4. The benthic community is characterized by extraordinary species diversity and high productivity (up to 30 g m-2 in open littoral and up to 80 g m-2 in bays), consisting mostly of oligochaetes, mollusks, amphipods, and chironomids.
5. Presence at great depths (more than 1000 m) of freshwater deepwater fauna; its analogues are only known in seas and oceans.
All non-cottoid fishes of Lake Baikal are confined to waters < 350 m deep. All cottoid fishes may be classified into three ecological groups: benthic, benthopelagic, and pelagic species. The benthic cottoids are divided into three bathymetric groups: 1) coastal shallow water species in depths up to 150 m; including species from the genera Leocottus, Paracottus, Batrachocottus, and Procottus; 2) eurybathic species that inhabit a wide range of depths between 100-1000 m during their lifespan; including species from the genera Asprocottus, Cyphocottus, Limnocottus, Batrachocottus; 3) deepwater (abyssal) species that are restricted to depths from 400 to 1600 m; including Abyssocottus, Cottinella, Neocottus. It is peculiar that the peak of species diversity in Lake Baikal has shifted to greater depths. Twenty-two species permanently inhabit depths over 300 m or spend some stages of their life there.
There are questions regarding when the ancestral forms of Cottoidei invaded Lake Baikal, as well as the evolution of their modern diversity. According to the theory proposed by Berg (Sideleva 1993), these fishes have ancient freshwater routes and are autochthonous. Another theory proposed by Dorogostaisky, and developed in detail by Taliev (1955), emphasizes the young evolutionary age of this group and intensity of speciation within it. Recent molecular genetic studies (Slobodyanyuk et al. 1995) support the latter point of view and testify that the intra-Baikal evolution of Cottoidei occurred around two million years ago. Thus, the evolution of the cottoid fishes in Lake Baikal is an example of explosive radiation and extremely high rates of morphological and ecological diversification.
Taliev (1948) and Bazikalova (1962) considered fetalization to be the main factor of speciation. According to these authors, fetalization is an occurrence of primitive and juvenile characteristics in species that improves specific plasticity, abilities for evolutionary transformations, and adaptations for changing environmental conditions. Taliev (1955) supposed fetalization to be a qualitative leap that begins a new stage of evolution. Among other important factors contributing to speciation, Taliev mentioned abrupt tectonic tranformations of the lake hollow that led to changes in the habitats of fishes.

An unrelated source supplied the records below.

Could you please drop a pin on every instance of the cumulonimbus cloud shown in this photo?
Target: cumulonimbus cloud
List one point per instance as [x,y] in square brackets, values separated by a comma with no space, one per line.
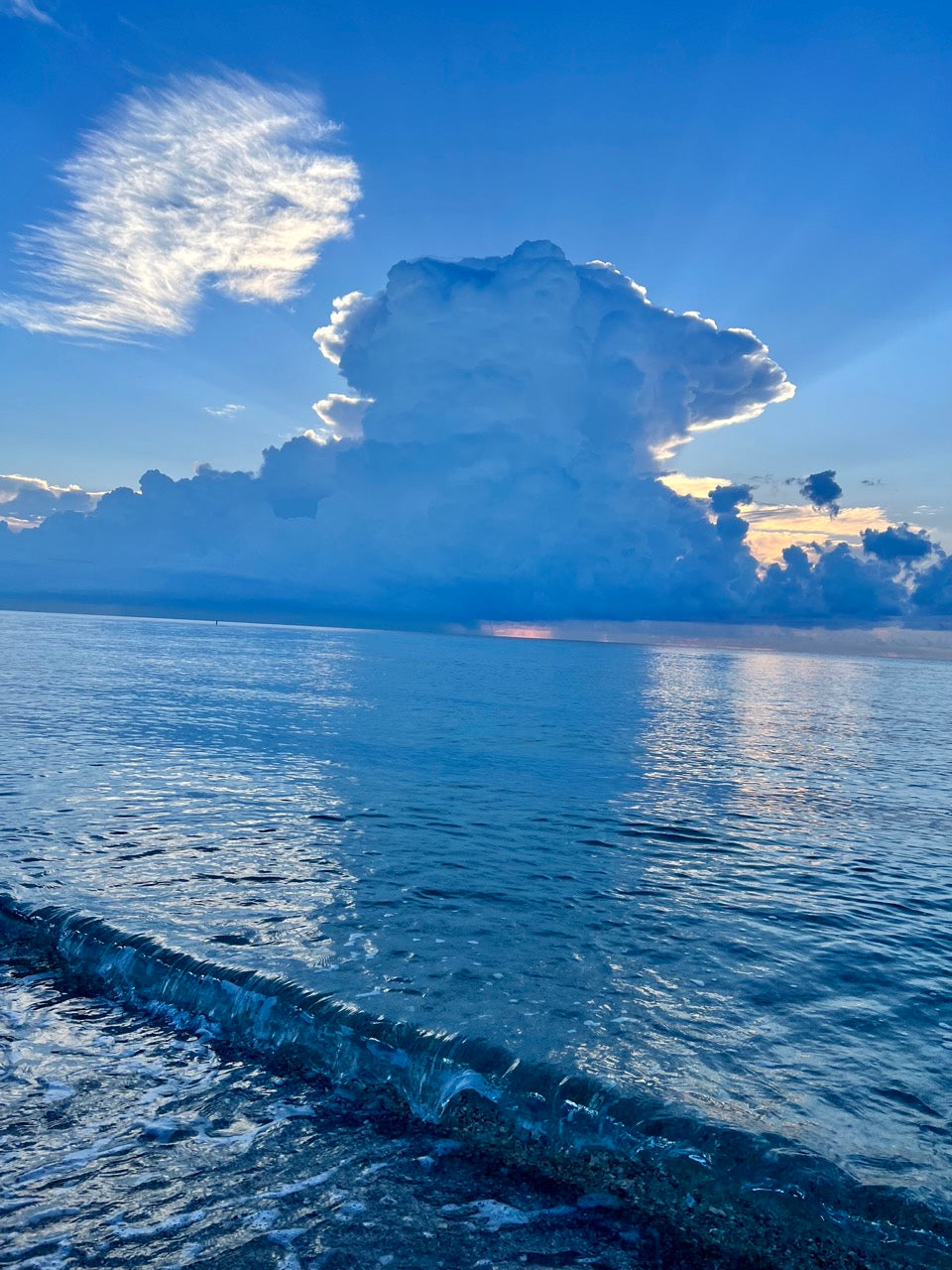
[493,458]
[222,185]
[567,357]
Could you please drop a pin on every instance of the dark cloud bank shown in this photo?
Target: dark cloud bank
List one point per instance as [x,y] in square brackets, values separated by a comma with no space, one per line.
[495,460]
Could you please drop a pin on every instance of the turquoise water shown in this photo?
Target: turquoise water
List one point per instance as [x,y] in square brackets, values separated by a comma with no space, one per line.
[715,881]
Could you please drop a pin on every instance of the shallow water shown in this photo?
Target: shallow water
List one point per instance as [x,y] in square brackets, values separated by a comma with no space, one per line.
[717,879]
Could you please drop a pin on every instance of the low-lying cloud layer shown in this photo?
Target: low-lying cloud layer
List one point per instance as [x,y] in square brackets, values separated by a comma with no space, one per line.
[207,185]
[494,457]
[27,500]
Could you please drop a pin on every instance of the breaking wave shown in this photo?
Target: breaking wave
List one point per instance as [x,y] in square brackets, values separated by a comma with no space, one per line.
[763,1191]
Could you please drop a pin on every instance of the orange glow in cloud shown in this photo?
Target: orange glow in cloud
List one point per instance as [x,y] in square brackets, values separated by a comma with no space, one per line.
[517,630]
[774,526]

Kozhov (1973), discussing questions of the origin and evolution of the Baikal endemic fauna, considered the high depths, formation of abyssal fauna, and filling of different ecological niches to be the main causes of speciation in the lake.
Mednikov (1963) explained the evolution of Baikal cottoids as sympatric speciation based upon the formation of infraspecific groups of individuals (populations) with different modes of life; a biotopical isolation of populations and then an appearance of reproductive isolation.

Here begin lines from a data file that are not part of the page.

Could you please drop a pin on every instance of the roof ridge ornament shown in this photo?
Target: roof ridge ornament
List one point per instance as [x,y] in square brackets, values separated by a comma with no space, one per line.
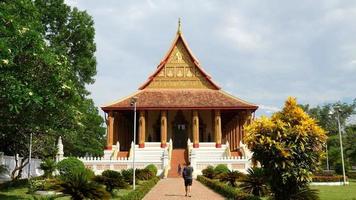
[179,31]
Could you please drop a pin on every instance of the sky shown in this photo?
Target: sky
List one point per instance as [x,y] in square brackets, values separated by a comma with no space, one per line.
[260,51]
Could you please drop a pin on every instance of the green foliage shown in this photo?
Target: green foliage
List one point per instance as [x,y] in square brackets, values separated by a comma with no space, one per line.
[209,172]
[306,193]
[3,169]
[231,177]
[221,169]
[338,168]
[48,166]
[69,165]
[329,123]
[141,191]
[35,185]
[144,174]
[127,174]
[225,190]
[111,179]
[53,197]
[46,59]
[351,174]
[152,168]
[289,147]
[255,182]
[328,178]
[14,183]
[80,186]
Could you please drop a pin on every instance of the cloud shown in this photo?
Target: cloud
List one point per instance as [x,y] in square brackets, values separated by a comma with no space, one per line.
[269,109]
[260,51]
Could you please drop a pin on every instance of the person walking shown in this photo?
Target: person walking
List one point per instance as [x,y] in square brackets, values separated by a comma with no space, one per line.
[188,179]
[179,169]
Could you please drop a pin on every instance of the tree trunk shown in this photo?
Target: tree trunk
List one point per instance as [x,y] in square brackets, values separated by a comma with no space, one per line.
[17,171]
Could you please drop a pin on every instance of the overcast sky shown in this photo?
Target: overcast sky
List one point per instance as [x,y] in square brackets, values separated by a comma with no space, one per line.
[260,51]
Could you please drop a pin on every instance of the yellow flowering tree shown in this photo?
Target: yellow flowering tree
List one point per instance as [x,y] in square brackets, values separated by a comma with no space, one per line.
[289,148]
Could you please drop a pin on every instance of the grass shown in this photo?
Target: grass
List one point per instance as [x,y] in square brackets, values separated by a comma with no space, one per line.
[347,192]
[20,193]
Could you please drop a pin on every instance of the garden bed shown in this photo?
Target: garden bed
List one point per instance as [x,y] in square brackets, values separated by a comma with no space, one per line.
[226,190]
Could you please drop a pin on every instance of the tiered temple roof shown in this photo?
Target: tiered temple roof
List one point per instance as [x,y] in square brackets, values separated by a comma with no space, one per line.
[179,82]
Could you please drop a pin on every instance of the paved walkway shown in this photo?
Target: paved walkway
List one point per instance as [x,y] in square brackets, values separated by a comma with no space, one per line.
[173,188]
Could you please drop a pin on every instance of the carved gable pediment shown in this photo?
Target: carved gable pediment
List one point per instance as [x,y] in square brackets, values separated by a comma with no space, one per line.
[180,71]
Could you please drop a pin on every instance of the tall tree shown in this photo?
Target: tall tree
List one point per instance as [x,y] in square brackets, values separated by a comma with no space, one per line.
[43,83]
[289,148]
[328,120]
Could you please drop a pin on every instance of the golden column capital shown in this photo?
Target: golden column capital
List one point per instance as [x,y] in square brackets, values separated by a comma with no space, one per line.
[163,129]
[217,122]
[110,130]
[142,129]
[195,129]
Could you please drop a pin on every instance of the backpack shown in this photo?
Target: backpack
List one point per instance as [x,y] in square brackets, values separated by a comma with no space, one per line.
[188,172]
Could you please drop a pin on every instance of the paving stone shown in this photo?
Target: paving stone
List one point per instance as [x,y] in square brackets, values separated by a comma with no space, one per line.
[173,188]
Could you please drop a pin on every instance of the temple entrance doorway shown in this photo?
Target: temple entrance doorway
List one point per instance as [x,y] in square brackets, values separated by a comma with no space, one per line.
[180,131]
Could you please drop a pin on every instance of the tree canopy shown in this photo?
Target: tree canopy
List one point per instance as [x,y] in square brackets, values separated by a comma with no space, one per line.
[328,120]
[46,59]
[289,146]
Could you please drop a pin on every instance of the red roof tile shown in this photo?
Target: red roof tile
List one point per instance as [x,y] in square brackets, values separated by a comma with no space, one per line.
[158,99]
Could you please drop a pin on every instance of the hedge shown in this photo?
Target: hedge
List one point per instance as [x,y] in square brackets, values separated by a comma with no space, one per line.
[140,191]
[351,174]
[335,178]
[226,190]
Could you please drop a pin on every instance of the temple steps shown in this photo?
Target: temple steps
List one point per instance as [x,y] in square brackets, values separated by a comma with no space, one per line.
[179,156]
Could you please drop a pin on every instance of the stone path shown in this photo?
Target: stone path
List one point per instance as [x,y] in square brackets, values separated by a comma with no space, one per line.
[173,188]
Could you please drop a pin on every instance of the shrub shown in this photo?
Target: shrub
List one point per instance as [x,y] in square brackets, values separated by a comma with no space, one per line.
[289,146]
[338,168]
[225,190]
[209,172]
[127,174]
[68,165]
[230,177]
[255,182]
[14,183]
[3,170]
[328,178]
[36,185]
[48,166]
[306,193]
[111,179]
[220,169]
[141,191]
[79,186]
[351,174]
[324,173]
[152,168]
[144,174]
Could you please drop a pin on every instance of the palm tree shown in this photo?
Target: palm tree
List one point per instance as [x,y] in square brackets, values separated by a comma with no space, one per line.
[255,182]
[79,186]
[231,177]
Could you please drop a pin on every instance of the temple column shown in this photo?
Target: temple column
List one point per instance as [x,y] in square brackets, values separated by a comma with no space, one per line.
[217,122]
[195,129]
[163,129]
[116,128]
[142,129]
[110,130]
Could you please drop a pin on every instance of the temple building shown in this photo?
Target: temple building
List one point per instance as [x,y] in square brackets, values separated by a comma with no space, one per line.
[178,102]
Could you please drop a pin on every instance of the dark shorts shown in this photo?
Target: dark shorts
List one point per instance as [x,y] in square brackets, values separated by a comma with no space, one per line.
[188,182]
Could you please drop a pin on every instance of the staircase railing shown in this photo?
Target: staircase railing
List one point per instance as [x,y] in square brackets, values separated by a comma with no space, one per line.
[167,157]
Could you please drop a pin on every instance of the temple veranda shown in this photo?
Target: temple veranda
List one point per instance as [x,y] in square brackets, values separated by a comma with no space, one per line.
[182,114]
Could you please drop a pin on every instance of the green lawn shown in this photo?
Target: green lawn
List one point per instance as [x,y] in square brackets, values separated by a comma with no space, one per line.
[20,193]
[347,192]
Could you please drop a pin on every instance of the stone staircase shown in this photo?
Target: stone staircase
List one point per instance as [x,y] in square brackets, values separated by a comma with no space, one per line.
[179,156]
[208,151]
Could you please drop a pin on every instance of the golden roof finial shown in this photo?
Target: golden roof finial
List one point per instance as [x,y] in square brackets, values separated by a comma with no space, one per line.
[179,31]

In spite of some dissent among investigators regarding the age and causes of speciation of Baikal fauna, a common idea is that the fauna is autochthonously formed, meaning that the entire diversity of endemics evolved in Lake Baikal itself.
Justification for delineation:
Lake Baikal stands apart from other freshwater bodies in that it is a freshwater analogue of a sea. It contains a highly specialized fauna, including the highest number of endemic genera and species in northern Eurasia. The endemic cottoid fishes demonstrate a unique complex of morphological adaptations to pelagic and deepwater habitats.

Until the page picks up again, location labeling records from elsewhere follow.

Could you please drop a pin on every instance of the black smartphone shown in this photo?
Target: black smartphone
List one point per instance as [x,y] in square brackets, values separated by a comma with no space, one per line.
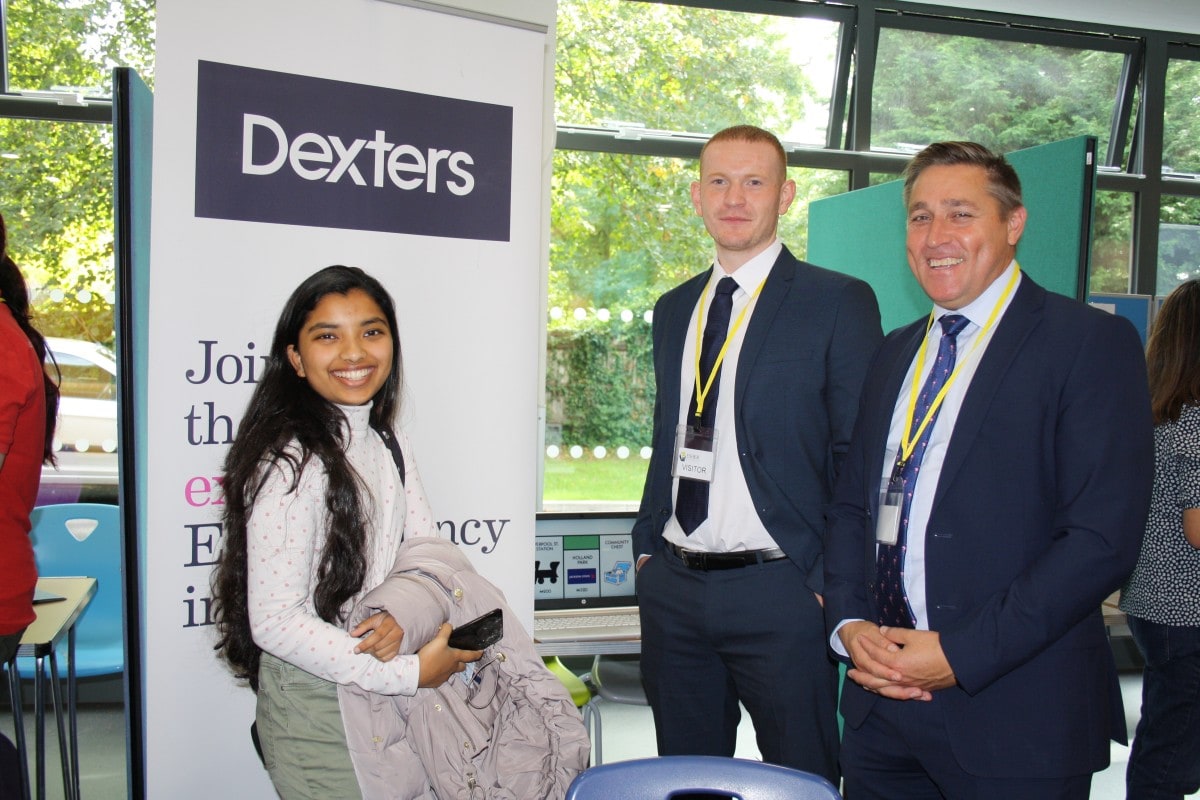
[480,632]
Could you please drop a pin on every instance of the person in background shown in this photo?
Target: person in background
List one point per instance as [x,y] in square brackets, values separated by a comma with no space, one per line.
[757,364]
[1162,597]
[316,510]
[29,403]
[991,499]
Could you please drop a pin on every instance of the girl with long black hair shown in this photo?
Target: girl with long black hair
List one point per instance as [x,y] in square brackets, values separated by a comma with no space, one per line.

Level of taxonomic exploration:
Very good. Limnological Institute, Russian Academy of Sciences, and Ulan-Ude (Buryatia).
Knizhin, I. B., Bogdanov, B. E., et al. (2004). "Fishes of Lake Baikal and its basin: a handbook" Irkutsk: Irkutsk State Univ.
Sideleva, V. G. (2003). "The endemic fishes of Lake Baikal" Leiden: Backhuys Publishers.
Taliev, D. N. (1955). "Baikal sculpins (Cottoidei)" Moscow-Leningrad: Acad. Sci. USSR.